Jimmy is always so proud he knows what grade I’m in. Like that isn’t weird.
“It’s fine,” I say. “How’s your band?”
Jimmy is, of course, in this band that covers heavy metal hits, and even Mom and Russell can’t figure out if it’s ironic or not.
“Going good, yeah. We got a gig next weekend, but it’s twenty-one and up, so I can’t put you on the list.”
“It’s okay. Well, Mom wanted to see me, so…” I make my way to Mom’s station, where she’s engrossed in inking a naked Bettie Page on a guy’s bicep. “Hey.”
“Hi, baby,” she says without looking up. “I’m almost finished, then I thought we could walk down and get coffee.”
“Crap, don’t let her see this,” the guy says, as if I haven’t seen hundreds of naked Bettie Pages by now. She’s probably the person I’ve seen naked the most times, next to myself.
“I don’t think there’s anything about a naked woman that’s going to shock her.” Mom sits back for a moment and smiles up at me. “How was school?”
“I’m on the school newspaper. It’s a long story,” I say, even though it isn’t.
“I didn’t know you were interested in journalism.” She leans back over the nearly completed tattoo, the buzz of the machine only slightly drowning out her words as she presses it to Bettie’s butt, shading to bring out her curves.
“I’m really not. It’s a humor column. And, like I said, it’s a long story.” The guy is glancing up at me still, so I figure he didn’t imagine this moment, whatever symbolism the naked pin-up girl means to him, in such a literal family way. So I give them some space and take a seat in the waiting area on the plush red sofa. Two of the front walls (painted the same sunny color as our kitchen because the leftover paint took up space in our storage shed forever) are covered with framed sheets of predesigned tattoo ideas. I can’t imagine being so boring you’d just walk in and point to something on a wall that hundreds of people have already gotten. The other wall holds framed articles and awards for the shop, and a big photo of the five of us where Finn’s arms are covered with temporary tattoos.

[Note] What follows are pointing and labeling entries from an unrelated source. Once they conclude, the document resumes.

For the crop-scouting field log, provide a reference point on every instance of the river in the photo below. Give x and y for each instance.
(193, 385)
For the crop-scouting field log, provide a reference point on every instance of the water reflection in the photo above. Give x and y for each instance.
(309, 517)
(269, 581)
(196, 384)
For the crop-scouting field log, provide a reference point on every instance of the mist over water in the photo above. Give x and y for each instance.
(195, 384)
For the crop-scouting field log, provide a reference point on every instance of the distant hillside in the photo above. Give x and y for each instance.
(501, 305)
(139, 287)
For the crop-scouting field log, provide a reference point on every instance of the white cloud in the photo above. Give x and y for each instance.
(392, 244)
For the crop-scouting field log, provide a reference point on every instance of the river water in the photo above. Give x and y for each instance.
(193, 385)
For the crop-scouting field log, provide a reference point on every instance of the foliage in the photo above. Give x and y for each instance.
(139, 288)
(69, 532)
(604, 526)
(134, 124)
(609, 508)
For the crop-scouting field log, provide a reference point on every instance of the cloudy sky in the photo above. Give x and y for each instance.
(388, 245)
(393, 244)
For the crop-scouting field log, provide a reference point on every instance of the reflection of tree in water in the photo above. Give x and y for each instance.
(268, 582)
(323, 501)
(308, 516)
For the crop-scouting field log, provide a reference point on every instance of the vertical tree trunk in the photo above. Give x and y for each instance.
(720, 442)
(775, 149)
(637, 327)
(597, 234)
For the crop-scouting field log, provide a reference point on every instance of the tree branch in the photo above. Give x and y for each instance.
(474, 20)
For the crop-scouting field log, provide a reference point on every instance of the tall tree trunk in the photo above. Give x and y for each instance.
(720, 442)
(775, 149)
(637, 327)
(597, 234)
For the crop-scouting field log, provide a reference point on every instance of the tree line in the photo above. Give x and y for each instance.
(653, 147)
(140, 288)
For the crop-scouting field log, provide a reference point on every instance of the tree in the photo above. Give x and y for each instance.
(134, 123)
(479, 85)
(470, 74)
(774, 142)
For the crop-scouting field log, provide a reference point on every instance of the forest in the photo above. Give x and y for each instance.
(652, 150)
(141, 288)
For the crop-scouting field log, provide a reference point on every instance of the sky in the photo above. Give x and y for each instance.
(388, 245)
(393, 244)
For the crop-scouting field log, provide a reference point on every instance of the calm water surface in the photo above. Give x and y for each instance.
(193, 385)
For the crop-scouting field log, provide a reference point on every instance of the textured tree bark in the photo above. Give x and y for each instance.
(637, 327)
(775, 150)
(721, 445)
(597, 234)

A girl who looks like she’s my age at most but must be at least eighteen, considering how strict Mom and Russell are about the law, and also how savvy they are about fake IDs, sits across from me. She drums the fingers of one hand on the arm of the couch to the beat of the old-school punk playing overhead, while she grasps a piece of paper tightly.
I figure she might have a nervous breakdown if she sits here alone in her own world of fear any longer. “What are you getting?”
She holds out the paper, and I examine the hand-drawn flowers looped together in crisp black ink. “Do you think they’re stupid?” she asks.
“No, it’s a good design. Did you do it?”
She nods. “Does it hurt a lot? I keep hearing that people faint.”
“I don’t have any,” I say. “But my mom says the only people who ever faint are dudes. Women are built for childbirth and cramps, so you’ll be fine. Who’s doing yours?”
The girl digs through her purse for her appointment card. “Russell.”
“Russell’s awesome,” I say, as the Bettie Page–inked guy walks out, his arm wrapped in plastic, just in front of Mom. “Good luck.”
Mom and I walk outside, and she hugs me tightly and kisses my forehead. “You’re always so good with our clients.”
I shrug, because being friendly to other humans seems like a no-brainer. Ooh, but— “Maybe I could work the front counter, then. Jimmy probably needs some nights and weekends off to focus on his Mötley Crüe covers.”
“I’m sure you’d be great, Kell-belle, but you don’t need to worry about a job.”
“I’m not
worried
about one, I just want one.” I’ve been brainstorming to come up with the perfect job, one where I wouldn’t have to work too hard and I’d still not only make a lot of money but meet interesting people. This will totally do. “And I’m hanging out there so much, couldn’t I at least be useful to you?”
“You can’t be useful without getting paid?” Mom laughs, and I know the subject—and my hopes—have been shot down.
We take off down the cracked sidewalk back the way I’d just come. I rush to keep up with Mom, who always moves like she’s in a hurry. We walk all the way to the coffee shop across from the park, which we would have done regardless, but it’s nice on an October afternoon still warm enough we don’t need jackets. I’m not one of those people who hates winter. What’s not to love? There’s crisp air and snowflakes and random days off school and Christmas. Complaining about any of that is like complaining about, I don’t know, love or free money or cuddly puppies. Still, it’s impossible not to love the fall.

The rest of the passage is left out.